I originally figured that since “tenebre” sounded a little like “tentacle” that maybe this movie was going to be about a giant squid. Then I discovered that it was an Italian flick so I figured that some giant squid was on the loose in Rome eating fashion models. It ended up being a fairly straight forward slasher flick where the murders were all related to a book that Anthony Franciosa’s character Peter Neal had written, called Tenebre.
Just because it was straight forward though doesn’t mean that it really makes a lot of sense. It’s another one of those Dario Argento flicks with a couple of shocking endings which exist because he again goes to the “there’s two murderers out there” gag that he used to better effect in The Bird With The Crystal Plumage.
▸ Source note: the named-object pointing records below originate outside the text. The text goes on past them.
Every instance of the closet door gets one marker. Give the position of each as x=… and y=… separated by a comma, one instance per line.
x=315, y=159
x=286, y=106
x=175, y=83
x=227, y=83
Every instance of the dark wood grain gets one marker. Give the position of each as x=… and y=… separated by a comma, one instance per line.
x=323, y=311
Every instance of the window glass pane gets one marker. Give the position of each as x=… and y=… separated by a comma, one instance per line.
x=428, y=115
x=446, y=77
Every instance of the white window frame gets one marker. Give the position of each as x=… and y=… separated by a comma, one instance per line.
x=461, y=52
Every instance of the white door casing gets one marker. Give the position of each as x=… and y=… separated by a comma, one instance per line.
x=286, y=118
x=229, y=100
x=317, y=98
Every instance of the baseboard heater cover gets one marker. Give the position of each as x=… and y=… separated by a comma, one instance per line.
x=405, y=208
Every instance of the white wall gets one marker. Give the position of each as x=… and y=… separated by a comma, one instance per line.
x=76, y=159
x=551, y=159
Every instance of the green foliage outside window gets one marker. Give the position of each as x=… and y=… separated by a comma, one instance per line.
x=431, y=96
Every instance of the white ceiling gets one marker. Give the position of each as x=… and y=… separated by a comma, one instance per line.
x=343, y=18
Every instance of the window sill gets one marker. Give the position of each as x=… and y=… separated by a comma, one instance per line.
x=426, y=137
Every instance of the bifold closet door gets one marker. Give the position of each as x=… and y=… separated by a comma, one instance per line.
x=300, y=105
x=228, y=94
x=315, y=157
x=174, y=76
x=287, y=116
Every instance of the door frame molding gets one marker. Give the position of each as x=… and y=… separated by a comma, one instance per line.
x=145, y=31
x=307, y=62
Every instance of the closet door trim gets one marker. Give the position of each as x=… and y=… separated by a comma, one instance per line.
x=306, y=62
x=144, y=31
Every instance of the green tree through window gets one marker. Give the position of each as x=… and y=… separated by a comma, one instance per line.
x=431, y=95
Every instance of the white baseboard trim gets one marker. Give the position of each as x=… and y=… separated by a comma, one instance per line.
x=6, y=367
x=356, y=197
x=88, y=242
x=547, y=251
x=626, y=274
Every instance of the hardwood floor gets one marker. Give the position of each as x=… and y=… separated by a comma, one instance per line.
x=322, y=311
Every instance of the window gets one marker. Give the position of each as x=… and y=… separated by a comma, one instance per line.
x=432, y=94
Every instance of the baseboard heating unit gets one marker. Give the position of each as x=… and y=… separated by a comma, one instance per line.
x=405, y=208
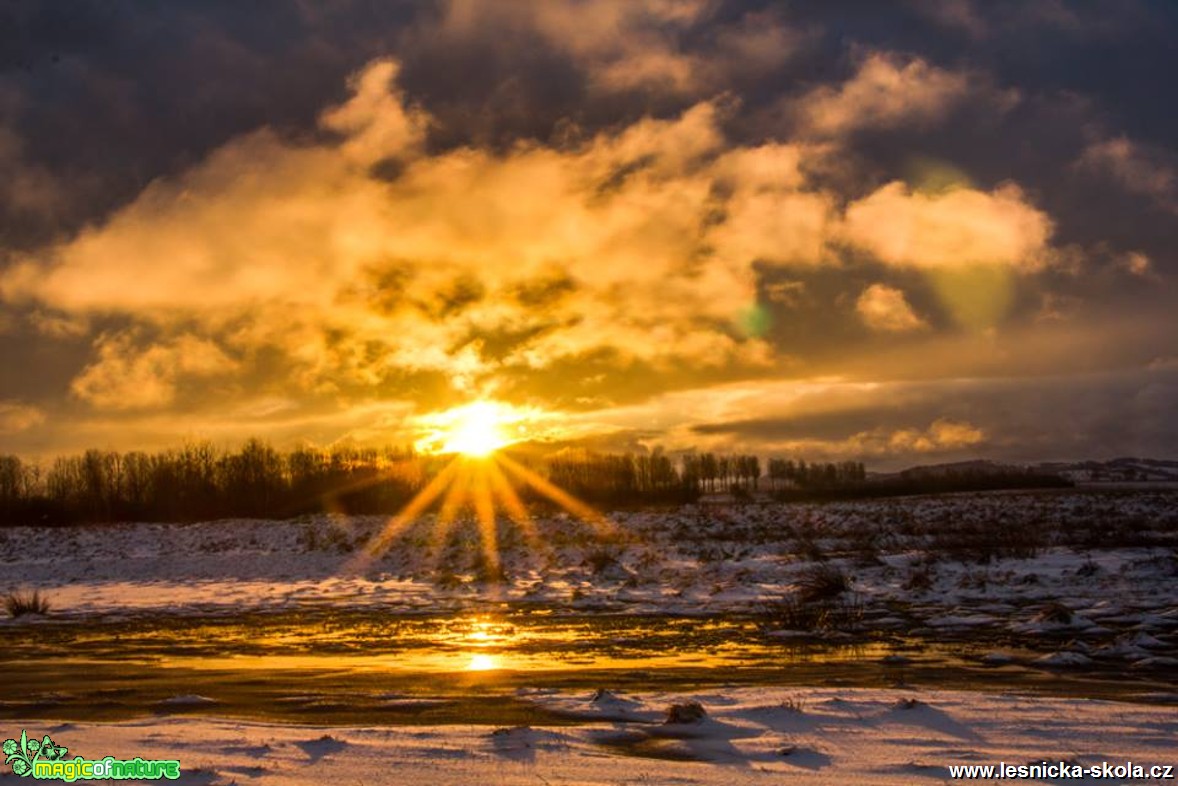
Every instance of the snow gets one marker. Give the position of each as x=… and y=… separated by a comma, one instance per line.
x=1092, y=588
x=749, y=735
x=1091, y=569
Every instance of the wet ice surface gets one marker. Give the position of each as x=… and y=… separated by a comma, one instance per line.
x=745, y=735
x=266, y=652
x=1093, y=569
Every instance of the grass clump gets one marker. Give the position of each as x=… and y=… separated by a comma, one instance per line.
x=822, y=582
x=689, y=712
x=19, y=603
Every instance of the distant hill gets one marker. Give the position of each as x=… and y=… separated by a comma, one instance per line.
x=1116, y=470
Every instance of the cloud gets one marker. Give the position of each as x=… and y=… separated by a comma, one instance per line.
x=952, y=229
x=1137, y=169
x=18, y=416
x=640, y=242
x=941, y=435
x=888, y=91
x=884, y=308
x=958, y=14
x=126, y=376
x=626, y=46
x=376, y=123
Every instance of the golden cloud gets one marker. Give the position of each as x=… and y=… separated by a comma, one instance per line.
x=127, y=376
x=887, y=91
x=952, y=229
x=885, y=308
x=17, y=416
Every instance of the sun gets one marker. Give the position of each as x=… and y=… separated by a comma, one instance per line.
x=476, y=429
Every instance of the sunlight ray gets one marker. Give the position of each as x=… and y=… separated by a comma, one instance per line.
x=484, y=512
x=576, y=507
x=404, y=517
x=451, y=504
x=516, y=510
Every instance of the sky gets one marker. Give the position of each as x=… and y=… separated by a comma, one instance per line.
x=898, y=233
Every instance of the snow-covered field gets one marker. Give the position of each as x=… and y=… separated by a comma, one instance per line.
x=1084, y=581
x=1072, y=566
x=748, y=735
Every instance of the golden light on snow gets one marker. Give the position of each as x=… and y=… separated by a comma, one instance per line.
x=481, y=479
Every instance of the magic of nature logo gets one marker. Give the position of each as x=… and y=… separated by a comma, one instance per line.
x=46, y=760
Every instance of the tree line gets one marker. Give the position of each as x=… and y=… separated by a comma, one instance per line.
x=199, y=482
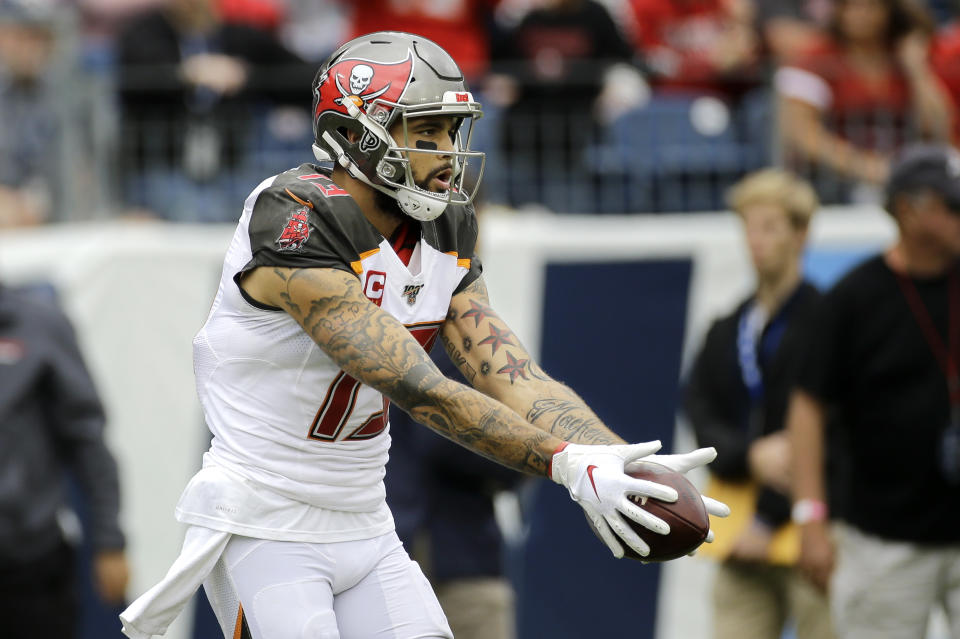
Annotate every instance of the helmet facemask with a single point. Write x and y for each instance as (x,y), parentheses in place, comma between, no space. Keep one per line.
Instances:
(395,170)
The movie keeps killing off people semi-regularly, so if you don’t pay attention, you might miss out on the fact that some of the story is pretty stupid. For instance, there’s really no reason for Neal’s woman to show up in Rome to hump his agent played by John Saxon while Neal is also in Rome with Saxon. Why wouldn’t she wait until Saxon got back to the States? Wouldn’t it be easier to explain her presence in her home country, then why she’s mysteriously shown up in Rome at precisely the same time as Neal and Saxon?
But even stranger things happen once Neal arrives in Rome to promote his book. Things such as Neal’s luggage getting all wrecked inside as well as the packet of photos he gets slid under the door of the place he is staying at.
These aren’t 8×10 headshots his publicist wants him to sign for the throngs of Italians who apparently have an appetite for bad American novels. They’re photos of some skank the killer sliced up. I would note at this point that we do get the killer quoting and reading from this awful book that Neal has written. It’s a bunch of purple prose about annihilation, humiliation, and people getting killed. (The killer may just be a dissatisfied reader!)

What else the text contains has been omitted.